Gun trade killing Mexico


I have often wondered what it would be like to live in the ’80s, when pastel colors roamed free to the sounds of hair-metal. It was a time in which Miami was a cultural icon for a prosperous America.

Well, those days are quickly becoming a reality.

Though Miami is no longer the poster boy for American success and America’s taste in colors have been tamed, the spillover of the “drug war” into the United States is in full swing.

And there’s one major difference this time: an economy on the fritz.

It was just past 8 in the morning a week ago today when I suddenly woke up to my quacking computer alarm telling me the obvious: Wake up, and the morning headlines from the New York Times have been downloaded to my computer.

As an avid reader of that publication, I have found myself deeply engrossed in the killing and attacks as a result of the Mexican drug cartels trying to have their way with the country. I guess I should not have been surprised there was another update of this ensuing violence.

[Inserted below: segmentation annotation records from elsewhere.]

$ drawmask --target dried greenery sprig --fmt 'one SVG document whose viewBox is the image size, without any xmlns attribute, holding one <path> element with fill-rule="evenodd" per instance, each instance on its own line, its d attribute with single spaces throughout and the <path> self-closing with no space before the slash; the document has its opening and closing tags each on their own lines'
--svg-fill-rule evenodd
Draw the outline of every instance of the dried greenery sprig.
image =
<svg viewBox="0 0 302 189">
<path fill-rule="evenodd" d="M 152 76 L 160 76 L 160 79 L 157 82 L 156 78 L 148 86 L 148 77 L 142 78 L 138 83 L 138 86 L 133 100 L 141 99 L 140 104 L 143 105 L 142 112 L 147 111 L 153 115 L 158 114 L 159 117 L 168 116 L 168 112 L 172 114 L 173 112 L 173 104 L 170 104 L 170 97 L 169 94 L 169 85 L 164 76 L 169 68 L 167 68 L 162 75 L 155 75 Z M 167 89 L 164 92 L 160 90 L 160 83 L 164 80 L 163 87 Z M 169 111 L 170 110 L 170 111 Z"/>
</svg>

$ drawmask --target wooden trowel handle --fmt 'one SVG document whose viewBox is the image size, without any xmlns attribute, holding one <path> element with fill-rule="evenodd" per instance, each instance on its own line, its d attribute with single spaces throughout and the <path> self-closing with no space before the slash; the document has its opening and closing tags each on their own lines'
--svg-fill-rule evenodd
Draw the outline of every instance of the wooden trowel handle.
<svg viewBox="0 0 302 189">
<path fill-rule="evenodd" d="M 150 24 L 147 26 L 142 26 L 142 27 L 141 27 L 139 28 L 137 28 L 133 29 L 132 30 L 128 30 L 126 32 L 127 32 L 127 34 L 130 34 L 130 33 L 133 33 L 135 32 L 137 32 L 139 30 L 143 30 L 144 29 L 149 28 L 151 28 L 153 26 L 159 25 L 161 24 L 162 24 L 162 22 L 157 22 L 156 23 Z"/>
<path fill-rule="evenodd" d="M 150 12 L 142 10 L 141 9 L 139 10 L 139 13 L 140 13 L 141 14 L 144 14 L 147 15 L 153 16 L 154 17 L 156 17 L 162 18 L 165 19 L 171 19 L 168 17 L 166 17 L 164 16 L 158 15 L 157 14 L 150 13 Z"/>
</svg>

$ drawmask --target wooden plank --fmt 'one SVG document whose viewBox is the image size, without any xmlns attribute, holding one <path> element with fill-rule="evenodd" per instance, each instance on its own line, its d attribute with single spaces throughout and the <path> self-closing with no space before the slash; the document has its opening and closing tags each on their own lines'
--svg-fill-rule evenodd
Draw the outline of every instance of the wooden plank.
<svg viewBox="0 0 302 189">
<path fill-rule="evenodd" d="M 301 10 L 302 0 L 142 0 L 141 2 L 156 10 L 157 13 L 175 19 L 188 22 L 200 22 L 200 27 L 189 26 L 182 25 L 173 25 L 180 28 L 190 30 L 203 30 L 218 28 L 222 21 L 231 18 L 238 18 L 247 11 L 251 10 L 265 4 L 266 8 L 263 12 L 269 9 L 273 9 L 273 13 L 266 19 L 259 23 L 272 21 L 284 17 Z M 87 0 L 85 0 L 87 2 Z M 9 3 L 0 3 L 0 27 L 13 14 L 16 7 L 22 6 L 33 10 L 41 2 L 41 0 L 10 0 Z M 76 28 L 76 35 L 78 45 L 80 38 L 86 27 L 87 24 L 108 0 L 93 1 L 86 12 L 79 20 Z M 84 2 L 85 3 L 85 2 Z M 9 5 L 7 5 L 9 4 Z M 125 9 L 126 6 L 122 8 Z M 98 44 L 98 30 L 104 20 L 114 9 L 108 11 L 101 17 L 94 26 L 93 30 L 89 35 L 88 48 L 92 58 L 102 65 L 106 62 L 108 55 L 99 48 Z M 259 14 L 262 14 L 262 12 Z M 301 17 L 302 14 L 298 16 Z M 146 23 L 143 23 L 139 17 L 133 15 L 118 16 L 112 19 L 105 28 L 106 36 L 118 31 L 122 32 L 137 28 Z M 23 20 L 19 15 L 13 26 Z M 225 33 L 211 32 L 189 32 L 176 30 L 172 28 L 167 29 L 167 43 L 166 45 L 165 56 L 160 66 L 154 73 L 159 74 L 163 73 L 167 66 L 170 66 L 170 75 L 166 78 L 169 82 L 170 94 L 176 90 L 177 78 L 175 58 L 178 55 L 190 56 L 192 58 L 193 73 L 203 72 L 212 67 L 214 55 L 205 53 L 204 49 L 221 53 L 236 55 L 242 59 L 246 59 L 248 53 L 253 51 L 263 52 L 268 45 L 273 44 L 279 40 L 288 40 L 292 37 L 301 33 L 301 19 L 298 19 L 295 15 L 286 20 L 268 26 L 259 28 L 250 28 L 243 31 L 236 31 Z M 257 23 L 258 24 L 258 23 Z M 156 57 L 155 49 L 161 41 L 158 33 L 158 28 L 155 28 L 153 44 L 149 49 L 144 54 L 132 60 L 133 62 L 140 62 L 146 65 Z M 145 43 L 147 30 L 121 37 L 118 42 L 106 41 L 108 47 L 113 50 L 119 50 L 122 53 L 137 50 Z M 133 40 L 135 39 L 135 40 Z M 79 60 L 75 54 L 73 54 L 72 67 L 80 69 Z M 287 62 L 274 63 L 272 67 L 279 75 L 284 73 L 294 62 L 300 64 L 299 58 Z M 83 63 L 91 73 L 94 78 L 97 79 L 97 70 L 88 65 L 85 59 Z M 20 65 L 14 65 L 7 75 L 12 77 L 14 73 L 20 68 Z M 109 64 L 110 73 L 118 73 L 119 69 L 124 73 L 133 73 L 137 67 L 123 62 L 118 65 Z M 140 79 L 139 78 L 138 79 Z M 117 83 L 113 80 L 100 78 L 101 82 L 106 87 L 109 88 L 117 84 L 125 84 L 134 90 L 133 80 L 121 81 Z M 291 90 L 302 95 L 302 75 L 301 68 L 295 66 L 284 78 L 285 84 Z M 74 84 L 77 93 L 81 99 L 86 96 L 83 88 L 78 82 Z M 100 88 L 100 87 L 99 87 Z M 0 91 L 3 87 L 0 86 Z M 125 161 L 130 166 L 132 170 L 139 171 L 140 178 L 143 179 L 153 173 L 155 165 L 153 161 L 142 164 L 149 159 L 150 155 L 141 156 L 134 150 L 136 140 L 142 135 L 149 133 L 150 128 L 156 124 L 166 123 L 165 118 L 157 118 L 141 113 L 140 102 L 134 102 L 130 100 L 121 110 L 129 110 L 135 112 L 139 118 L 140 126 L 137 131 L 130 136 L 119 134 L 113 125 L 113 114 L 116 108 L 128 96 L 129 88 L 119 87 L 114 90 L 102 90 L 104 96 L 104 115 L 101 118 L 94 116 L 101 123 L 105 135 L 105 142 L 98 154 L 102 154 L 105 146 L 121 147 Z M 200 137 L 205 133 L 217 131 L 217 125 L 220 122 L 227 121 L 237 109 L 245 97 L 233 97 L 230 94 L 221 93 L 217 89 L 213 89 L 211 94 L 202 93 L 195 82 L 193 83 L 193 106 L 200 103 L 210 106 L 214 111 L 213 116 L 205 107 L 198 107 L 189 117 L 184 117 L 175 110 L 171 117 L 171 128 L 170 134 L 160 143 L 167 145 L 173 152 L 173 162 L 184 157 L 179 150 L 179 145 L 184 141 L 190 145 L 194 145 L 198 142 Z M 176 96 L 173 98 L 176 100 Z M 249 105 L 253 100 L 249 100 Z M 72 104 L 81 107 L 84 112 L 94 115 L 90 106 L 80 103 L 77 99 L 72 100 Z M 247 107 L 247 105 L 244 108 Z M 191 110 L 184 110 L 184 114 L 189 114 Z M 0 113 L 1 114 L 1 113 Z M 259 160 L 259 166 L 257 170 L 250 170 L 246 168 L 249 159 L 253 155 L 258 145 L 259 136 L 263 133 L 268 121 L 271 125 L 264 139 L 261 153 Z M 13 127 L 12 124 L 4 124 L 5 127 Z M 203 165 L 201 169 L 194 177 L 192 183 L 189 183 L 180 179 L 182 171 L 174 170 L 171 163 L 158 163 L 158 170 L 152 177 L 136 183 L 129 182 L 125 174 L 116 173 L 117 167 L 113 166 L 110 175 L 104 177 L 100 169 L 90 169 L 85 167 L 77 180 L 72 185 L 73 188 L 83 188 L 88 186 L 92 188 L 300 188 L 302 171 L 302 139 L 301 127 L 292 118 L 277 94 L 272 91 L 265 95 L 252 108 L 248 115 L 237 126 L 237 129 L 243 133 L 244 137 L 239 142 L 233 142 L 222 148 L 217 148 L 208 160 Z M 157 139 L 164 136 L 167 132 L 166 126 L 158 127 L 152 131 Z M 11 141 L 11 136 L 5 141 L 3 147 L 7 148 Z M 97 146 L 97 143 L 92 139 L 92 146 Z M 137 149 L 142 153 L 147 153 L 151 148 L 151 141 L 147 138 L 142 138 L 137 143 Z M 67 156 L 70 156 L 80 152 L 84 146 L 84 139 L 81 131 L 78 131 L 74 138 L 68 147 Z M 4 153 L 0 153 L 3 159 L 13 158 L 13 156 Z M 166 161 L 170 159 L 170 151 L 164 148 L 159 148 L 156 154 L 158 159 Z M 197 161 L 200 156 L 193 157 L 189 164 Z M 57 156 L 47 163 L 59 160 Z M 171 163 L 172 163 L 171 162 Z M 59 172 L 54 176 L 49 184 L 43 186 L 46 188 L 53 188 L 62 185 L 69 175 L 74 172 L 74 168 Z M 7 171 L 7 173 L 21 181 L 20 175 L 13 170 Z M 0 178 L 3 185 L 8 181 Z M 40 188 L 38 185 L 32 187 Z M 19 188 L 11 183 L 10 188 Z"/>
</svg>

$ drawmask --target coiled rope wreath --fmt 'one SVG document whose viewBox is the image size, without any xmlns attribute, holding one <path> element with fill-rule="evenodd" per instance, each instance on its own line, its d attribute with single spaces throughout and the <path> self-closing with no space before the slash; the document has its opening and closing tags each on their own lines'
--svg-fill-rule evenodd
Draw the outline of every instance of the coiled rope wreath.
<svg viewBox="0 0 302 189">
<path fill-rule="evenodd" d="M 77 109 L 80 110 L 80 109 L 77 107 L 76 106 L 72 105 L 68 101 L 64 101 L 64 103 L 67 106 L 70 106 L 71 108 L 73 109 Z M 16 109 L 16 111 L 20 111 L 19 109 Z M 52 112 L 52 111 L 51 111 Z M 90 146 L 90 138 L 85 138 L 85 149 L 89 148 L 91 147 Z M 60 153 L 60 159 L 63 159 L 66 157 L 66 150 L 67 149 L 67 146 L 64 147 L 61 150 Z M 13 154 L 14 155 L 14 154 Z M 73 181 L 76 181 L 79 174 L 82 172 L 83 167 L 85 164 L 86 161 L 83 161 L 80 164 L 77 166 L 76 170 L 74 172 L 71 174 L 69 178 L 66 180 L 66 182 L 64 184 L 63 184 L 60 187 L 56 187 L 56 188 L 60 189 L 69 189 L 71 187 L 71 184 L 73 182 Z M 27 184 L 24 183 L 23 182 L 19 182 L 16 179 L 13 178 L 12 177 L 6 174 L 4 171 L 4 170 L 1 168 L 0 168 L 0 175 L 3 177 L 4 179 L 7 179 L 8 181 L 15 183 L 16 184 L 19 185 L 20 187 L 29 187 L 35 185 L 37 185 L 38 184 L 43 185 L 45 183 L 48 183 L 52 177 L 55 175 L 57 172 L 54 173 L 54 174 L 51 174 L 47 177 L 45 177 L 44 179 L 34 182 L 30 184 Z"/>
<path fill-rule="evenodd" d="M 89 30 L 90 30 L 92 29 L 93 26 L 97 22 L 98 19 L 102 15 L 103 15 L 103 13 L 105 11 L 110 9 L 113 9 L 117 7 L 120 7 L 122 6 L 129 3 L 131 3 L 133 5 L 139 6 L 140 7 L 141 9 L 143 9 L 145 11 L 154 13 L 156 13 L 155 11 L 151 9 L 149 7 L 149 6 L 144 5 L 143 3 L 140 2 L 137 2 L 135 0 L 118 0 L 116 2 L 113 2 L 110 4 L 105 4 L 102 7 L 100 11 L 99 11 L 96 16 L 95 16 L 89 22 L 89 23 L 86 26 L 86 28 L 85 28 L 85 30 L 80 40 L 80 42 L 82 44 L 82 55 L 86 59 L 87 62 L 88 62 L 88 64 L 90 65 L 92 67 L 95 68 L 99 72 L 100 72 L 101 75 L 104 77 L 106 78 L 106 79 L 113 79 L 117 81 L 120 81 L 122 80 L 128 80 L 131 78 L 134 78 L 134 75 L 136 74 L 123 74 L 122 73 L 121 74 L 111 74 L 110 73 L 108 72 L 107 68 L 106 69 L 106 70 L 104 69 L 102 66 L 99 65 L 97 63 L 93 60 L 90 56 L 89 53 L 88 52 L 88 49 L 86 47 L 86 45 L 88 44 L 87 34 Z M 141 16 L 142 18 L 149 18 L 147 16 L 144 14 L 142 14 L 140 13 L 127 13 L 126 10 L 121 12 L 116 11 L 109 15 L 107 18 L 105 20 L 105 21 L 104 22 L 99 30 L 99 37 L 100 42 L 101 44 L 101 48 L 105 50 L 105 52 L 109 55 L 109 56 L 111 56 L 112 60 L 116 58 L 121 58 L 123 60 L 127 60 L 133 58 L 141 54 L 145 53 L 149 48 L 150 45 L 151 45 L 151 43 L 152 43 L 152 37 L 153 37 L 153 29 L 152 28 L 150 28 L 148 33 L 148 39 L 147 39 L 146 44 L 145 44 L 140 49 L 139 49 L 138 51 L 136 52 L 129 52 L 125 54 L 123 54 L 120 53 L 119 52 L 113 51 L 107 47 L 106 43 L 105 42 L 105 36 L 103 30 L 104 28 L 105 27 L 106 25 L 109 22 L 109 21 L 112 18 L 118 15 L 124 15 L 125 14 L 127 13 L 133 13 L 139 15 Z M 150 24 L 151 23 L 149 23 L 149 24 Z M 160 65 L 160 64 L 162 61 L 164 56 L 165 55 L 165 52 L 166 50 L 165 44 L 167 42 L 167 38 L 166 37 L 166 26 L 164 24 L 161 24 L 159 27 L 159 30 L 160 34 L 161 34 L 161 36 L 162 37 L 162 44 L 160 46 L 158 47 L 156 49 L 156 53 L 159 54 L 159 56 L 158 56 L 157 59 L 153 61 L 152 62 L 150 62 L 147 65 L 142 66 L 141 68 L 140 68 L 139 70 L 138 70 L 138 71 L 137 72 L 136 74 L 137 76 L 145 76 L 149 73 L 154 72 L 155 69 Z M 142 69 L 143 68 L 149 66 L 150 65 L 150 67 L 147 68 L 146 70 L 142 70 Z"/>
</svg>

After I started my coffeemaker — an habitual act for me in the morning — and I wiped the sleep out of eyes, I gazed upon a headline reading “In Mexico, Obama Seeks Curbs on Arms Sales to Thwart Drug Cartels.”

Finally, after a year that saw the largest number of drug-related killings due to hundreds of guns smuggled by U.S. citizens, the president decided to do something about the illegal trafficking of assault rifles.

Though not quite what I thought.

President Obama and his administration have agreed to work with the Mexican government to end the current “drug war” plaguing Mexico, which has begun to spill into the U.S. However, they will not reinstate an expired ban on assault rifles that would, hopefully, limit the number of illegal guns purchased by the cartels. Instead, he said, he will provide more aid to the border.

I’ll say it and agree with the National Rifle Association: The right to bear arms is one of the best-protected rights Americans have — next to my favorite, freedom of speech.

But the right to bear automatic assault rifles such as AK-47s and American-made Colt AR-15s seems a bit outlandish.

In the article in the Times, Obama’s administration acknowledged there was a high correlation between assault rifles being bought in the United States and drug-related violence in Mexico.

Secretary of State Hillary Rodham Clinton said the United States’ “insatiable demand” for drugs and inability to control trafficking of assault weapons has fueled the “drug war.”

According to a previous Times report, 95 percent of guns collected from arrested and deceased cartel members have been bought and registered to U.S. citizens. All of the weapons are illegal for Mexicans to own.

But with the cartels infiltrating parts of the Mexican government, and the ban on assault rifles in America expiring in 2004, it is hard to say how this problem can be fixed — especially when anyone with a driver’s license and a clean record is able to purchase these weapons.

A possible solution for America might be to stop the trafficking by looking inward instead of outward.

Don’t put any more helicopters or boarder patrol agents on the line between Mexico and America; it’s a waste of resources.

As the economy continues to flounder itself in limbo, Americans will continue to find extreme means of income. And drug cartels are certainly willing to pay Americans high prices to smuggle guns across the boarder. A cliché states, “Where there is a will, there is a way.” And that seems like a fitting quote to describe what struggling individuals will do to make money.

Smugglers will find a way to bring guns across the boarder in order to achieve an income, or whatever they call it. Similar to drug mules, hiding weapons in cars is only becoming more creative and harder to detect.

The United States has to create restrictions for gun-shop owners.

The mere principle of selling an assault rifle to anyone with a clean record and driver’s license just sounds crazy and irresponsible.

Unfortunately, members of the National Rifle Association will undoubtedly be mad, but if there’s a reason to own an AK-47 or armor-piecing rounds, I have yet to discover it.

In my column called “Tough questions” I said owning a gun shop is a booming industry, and that is partially true. The United States needs to recognize the number of guns being sold for illegal use in Mexico or elsewhere.

However, it is truly hard to say when that realization will come. So until then, I am going to continue reading about the “war on drugs” in Mexico and hope that this county can come to its senses.